Results: Permeability expressed as percentage of total dose excreted in urine (median [inter-quartile range]). Study 1: Proximal small intestinal permeability was increased in postinfectious IBS (0.19 [0.12-0.23]) in contrast to constipated IBS (0.085 [0.043-0.13]) and controls (0.07 [0.035-0.19]) (p = 0.02). IBS patients with eczema, asthma, or hay fever had increased proximal small intestinal permeability compared with IBS patients without atopy (p = 0.02). Study 2: Small intestinal permeability was greater in nonpostinfectious diarrhea-predominant IBS (0.84 [0.69-1.49]) compared with postinfectious IBS (0.43 [0.29-0.63], p = 0.028) or controls (0.27 [0.2-0.39]), p = 0.001).
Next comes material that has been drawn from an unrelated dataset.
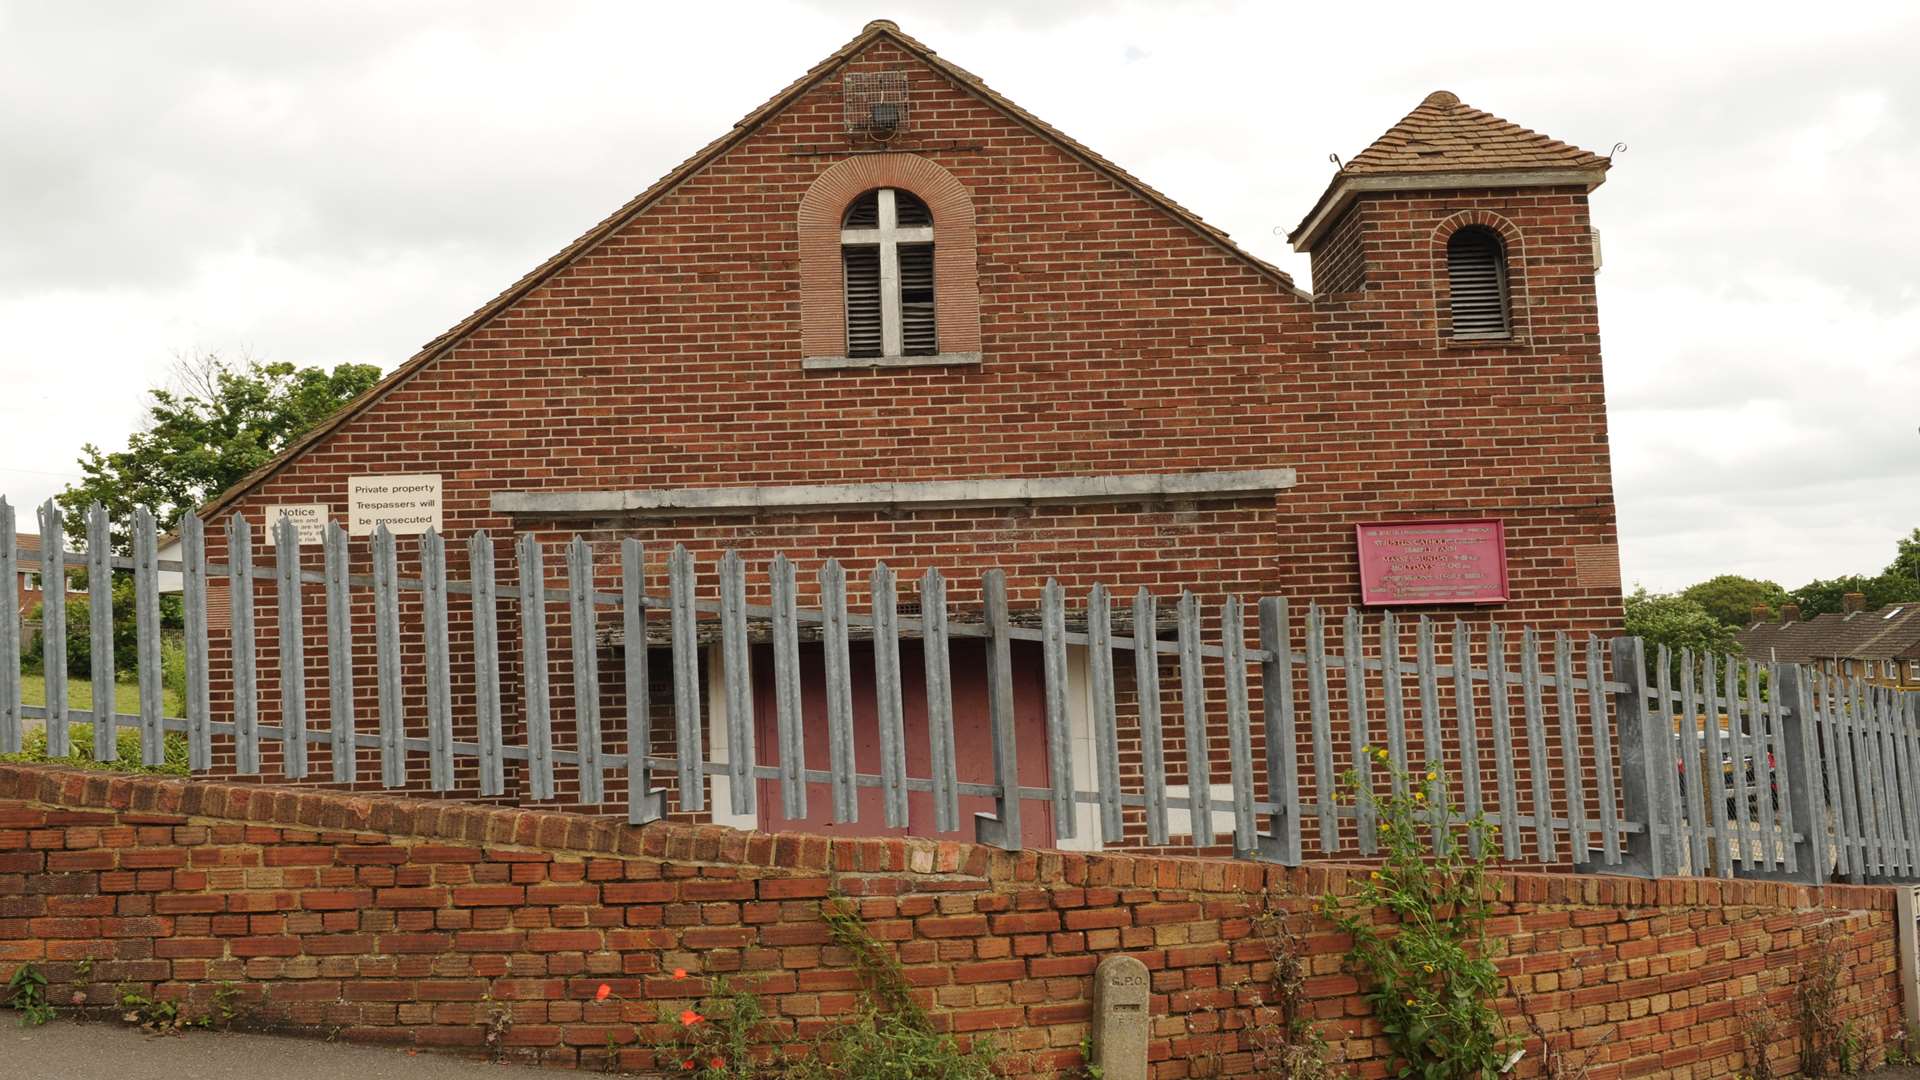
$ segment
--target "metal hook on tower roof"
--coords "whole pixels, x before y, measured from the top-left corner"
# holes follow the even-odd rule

Conclusions: Small intestinal permeability is frequently abnormal in diarrhea-predominant IBS. Those without a history of infectious onset appear to have a more severe defect.
Irritable bowel syndrome (IBS) is common, yet the mechanisms by which symptoms arise are poorly understood. IBS is associated with psychological disturbance, food intolerance, and prior gastroenteritis. Although normal by conventional criteria, colonic biopsies from patients with IBS demonstrate evidence of increased numbers of chronic inflammatory cells and of immune activation. This suggests that at least in some IBS patients, low-grade inflammation may be an important mechanism by which symptoms are generated. We have recently shown that postinfectious irritable bowel syndrome (PI-IBS) is associated with increased numbers of mucosal 5-hydroxytryptamine-containing enterochromaffin (EC) cells, increased mucosal lymphocytes, and less psychiatric illness than irritable bowel patients without an infectious onset. While inflammatory conditions such as acute gastroenteritis, celiac disease, and Crohn's disease increase gut permeability, whether particular subtypes of IBS are also associated with altered gut permeability is not well established. Previous studies of gut permeability in IBS by other authors have either assessed only the small bowel with dual sugar probes, or used poorly defined groups prior to consensus classification. Our preliminary study using the lactulose/mannitol urinary excretion ratio showed increased small bowel permeability in PI-IBS (who mostly had diarrhea-predominant IBS [D-IBS]) but did not assess colonic permeability. Furthermore, we could not determine the specificity of this finding because we did not study IBS patients either with diarrhea not because of prior infection or without diarrhea. Our underlying hypothesis was that the increased permeability was because of low-grade inflammation, which we have reported in mucosal biopsies in both PI-IBS and D-IBS but not constipation-predominant IBS (C-IBS). We, therefore, undertook two separate studies with different cohorts of patients and healthy controls. The aim of Study 1 was to compare proximal and distal small bowel and large bowel permeability in PI-IBS to healthy controls and C-IBS patients. In Study 2 we determined whether the increased permeability in PI-IBS was specific to this condition or found in all types of D-IBS.